EMTP User Conference 2021 - Aboutaleb Haddadi

A Ground Fault Overvoltage (GFO) can occur in situations where an ungrounded transmission line and associated ungrounded transmission equipment is energized from distribution connected Distributed Energy Resource (DER) during a transmission single-phase-to-ground (SLG) fault. The condition could result in 1.73 pu overvoltage on phase to ground connected equipment which will be sustained until the DER ceases to energize the substation distribution transformer. Transmission equipment on the isolated circuit will be subjected to the above phase to ground overvoltage, also if there is frequency shift, the isolating transmission circuit breakers could potentially see up to 2.73 pu phase to ground overvoltage. Such an overvoltage can cause damage to customer or utility equipment and must be avoided. GFO concerns are already becoming a barrier to large-scale DER deployment either by posing low hosting capacity or by necessitating installation of costly mitigation equipment. Utilities need to study GFO risks and identify low-cost mitigation options to enable large-scale DER deployment. Given the fundamental differences in mechanisms and phenomena driving a GFO under DERs, classical GFO analysis methods do not apply to inverters, and advanced simulation methods and tools are required.

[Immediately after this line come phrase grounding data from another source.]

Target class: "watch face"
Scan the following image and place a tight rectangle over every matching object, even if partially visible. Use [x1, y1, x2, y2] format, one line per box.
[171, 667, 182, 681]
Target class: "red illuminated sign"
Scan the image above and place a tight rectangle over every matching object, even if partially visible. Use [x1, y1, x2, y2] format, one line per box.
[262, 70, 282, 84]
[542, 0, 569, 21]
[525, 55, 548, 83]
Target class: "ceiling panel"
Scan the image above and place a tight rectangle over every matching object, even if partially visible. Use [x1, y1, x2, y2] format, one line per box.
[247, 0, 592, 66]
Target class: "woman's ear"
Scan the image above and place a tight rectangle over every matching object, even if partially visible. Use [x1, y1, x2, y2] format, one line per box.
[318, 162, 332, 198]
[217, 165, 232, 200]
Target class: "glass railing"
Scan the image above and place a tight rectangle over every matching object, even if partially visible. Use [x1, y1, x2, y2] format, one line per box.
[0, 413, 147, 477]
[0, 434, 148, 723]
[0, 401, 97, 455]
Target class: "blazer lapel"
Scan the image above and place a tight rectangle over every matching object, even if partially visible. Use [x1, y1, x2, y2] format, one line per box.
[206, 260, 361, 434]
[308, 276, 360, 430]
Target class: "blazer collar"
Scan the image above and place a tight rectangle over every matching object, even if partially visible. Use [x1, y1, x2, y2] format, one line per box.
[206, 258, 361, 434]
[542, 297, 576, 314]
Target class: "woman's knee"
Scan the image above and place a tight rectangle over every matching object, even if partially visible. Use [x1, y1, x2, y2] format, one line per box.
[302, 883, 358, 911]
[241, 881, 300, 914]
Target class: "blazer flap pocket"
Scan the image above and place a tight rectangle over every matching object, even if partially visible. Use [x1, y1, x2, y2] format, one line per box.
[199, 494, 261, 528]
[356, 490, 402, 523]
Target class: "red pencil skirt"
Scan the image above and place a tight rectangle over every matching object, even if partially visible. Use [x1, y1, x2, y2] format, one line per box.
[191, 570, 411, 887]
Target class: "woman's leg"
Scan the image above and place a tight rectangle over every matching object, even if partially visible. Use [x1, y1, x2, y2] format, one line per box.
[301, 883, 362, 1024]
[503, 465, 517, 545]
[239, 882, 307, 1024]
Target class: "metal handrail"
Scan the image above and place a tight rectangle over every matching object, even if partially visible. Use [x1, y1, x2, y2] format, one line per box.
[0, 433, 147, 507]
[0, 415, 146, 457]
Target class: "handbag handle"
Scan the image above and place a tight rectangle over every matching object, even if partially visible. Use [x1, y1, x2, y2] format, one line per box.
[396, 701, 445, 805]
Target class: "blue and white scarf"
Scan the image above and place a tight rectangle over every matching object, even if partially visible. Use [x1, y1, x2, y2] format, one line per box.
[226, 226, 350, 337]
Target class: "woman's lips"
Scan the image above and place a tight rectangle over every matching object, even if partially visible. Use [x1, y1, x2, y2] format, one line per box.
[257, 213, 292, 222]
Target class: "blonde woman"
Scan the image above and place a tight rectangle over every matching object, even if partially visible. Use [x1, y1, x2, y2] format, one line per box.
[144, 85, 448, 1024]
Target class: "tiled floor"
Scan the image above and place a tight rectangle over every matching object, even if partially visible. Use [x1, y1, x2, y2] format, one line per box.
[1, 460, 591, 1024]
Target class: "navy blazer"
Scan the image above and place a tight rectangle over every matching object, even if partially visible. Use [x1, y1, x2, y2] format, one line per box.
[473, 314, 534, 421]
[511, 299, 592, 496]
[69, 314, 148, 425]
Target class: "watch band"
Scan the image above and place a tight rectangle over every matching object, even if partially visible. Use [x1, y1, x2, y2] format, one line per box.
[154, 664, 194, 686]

This presentation highlights EPRI’s work on GFO analysis, concerns, and evaluation of mitigation options using EMTP. The objective is to determine if or when high DER penetration presents a GFO problem and how to prioritize the mitigation and equipment evaluation. This includes evaluating the impact lightning arresters can have in reducing or clamping the overvoltage, the application and performance of high voltage substation overvoltage protection, and DER on-board voltage/frequency protection. The presentation further provides modeling recommendations for such a study using EMTP. As DER deployment increases, utilities will need to perform similar analysis to identify potential overvoltage risks and develop low-cost mitigation methods. This work provides a basis for such a study.